Approximate 8-bit multipliers and their physical design implementation

•In this article we design 4 × 4 multipliers using 4:2 compressors and encoded partial products. We then propose the use of an approximate 3-bit adder to calculate the sum of partial products obtained from the 4×4 multipliers in less significant positions in order to construct approximate 8×8 multipliers. The proposed designs are then synthesized using Cadence Design Suite for a 45-nm standard cell library.•The remainder of the article describes the Physical Design flow from the gate level net-list to final GDS-II using the open-source Physical Design flow tool Q-flow. Approximate computing is widely used in a large number of error-tolerant applications. Multiplication is an integral arithmetic operation for many of these applications. In this paper we discuss 8 bit multiplier designs designed using approximate 4:2 compressors and encoded sum of partial products, and later introduce an approximate full adder to compute the sum of partial products in less significant bit positions.

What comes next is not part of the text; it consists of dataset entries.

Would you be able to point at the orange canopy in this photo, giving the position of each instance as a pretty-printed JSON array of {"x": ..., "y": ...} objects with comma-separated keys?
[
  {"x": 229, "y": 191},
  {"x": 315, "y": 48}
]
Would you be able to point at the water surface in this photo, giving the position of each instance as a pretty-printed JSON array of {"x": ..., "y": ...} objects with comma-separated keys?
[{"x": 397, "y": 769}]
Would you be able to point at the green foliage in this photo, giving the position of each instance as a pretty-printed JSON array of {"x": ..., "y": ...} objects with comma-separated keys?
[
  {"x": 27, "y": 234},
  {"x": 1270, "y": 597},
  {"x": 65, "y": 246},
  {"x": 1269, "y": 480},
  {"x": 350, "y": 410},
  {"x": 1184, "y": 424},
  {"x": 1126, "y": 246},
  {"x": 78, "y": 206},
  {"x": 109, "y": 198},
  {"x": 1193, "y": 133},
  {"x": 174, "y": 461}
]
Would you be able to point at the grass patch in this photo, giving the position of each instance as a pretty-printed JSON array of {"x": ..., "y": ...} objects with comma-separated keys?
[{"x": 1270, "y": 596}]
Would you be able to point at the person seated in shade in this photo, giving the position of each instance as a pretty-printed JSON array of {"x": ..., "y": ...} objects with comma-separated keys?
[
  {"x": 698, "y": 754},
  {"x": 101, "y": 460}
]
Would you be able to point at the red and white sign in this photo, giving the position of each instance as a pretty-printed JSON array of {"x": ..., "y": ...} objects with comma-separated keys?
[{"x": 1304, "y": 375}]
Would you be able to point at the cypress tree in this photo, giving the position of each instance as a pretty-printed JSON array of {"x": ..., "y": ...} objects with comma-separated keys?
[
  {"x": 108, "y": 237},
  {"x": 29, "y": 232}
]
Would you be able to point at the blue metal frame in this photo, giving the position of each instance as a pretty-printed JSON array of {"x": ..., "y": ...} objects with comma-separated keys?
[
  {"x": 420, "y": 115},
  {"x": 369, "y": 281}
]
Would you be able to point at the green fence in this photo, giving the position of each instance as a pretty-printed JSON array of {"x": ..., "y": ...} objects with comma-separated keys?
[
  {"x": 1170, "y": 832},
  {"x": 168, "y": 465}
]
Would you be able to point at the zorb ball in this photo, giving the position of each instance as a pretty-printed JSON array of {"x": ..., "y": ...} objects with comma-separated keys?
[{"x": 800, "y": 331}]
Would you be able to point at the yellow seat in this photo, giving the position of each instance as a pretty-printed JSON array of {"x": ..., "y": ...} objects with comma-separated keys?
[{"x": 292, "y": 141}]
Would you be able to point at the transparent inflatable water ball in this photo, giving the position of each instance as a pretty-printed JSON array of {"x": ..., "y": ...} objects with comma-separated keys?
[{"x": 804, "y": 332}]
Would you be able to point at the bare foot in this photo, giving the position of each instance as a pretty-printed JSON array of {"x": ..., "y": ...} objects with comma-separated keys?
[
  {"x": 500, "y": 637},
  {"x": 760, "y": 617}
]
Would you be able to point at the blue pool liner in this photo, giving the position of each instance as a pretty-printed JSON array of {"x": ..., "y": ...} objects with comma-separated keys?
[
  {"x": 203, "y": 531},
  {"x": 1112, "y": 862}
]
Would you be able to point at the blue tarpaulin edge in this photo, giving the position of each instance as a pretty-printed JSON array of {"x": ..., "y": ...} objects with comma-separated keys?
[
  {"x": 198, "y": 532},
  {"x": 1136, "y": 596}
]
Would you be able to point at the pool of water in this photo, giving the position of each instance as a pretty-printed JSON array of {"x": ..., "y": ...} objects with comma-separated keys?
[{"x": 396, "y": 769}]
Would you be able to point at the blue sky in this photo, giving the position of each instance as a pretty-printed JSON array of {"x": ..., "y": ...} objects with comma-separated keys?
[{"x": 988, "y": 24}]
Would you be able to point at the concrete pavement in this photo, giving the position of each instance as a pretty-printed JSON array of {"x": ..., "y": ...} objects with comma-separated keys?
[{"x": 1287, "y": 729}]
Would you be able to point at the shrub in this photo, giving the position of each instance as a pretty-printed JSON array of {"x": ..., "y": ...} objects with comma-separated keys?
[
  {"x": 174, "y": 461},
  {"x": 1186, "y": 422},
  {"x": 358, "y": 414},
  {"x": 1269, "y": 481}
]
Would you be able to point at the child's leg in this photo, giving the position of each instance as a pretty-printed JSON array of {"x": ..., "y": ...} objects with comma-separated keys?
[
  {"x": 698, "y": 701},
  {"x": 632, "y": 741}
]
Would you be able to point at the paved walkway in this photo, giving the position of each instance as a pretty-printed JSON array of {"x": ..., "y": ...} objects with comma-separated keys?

We use these techniques to systematically trade off accuracy for improvements in area, power and more significantly delay. These multipliers were designed using Verilog and synthesized using Cadence Design Suite with the help of a 45nm standard cell library. The physical designs of exact, existing and proposed multipliers were also performed using the open source RTL to GDS flow tool Q-flow. This is done to highlight the importance and reliability of open source tools in the VLSI physical design process when compared to paid software which may not be accessible to everyone.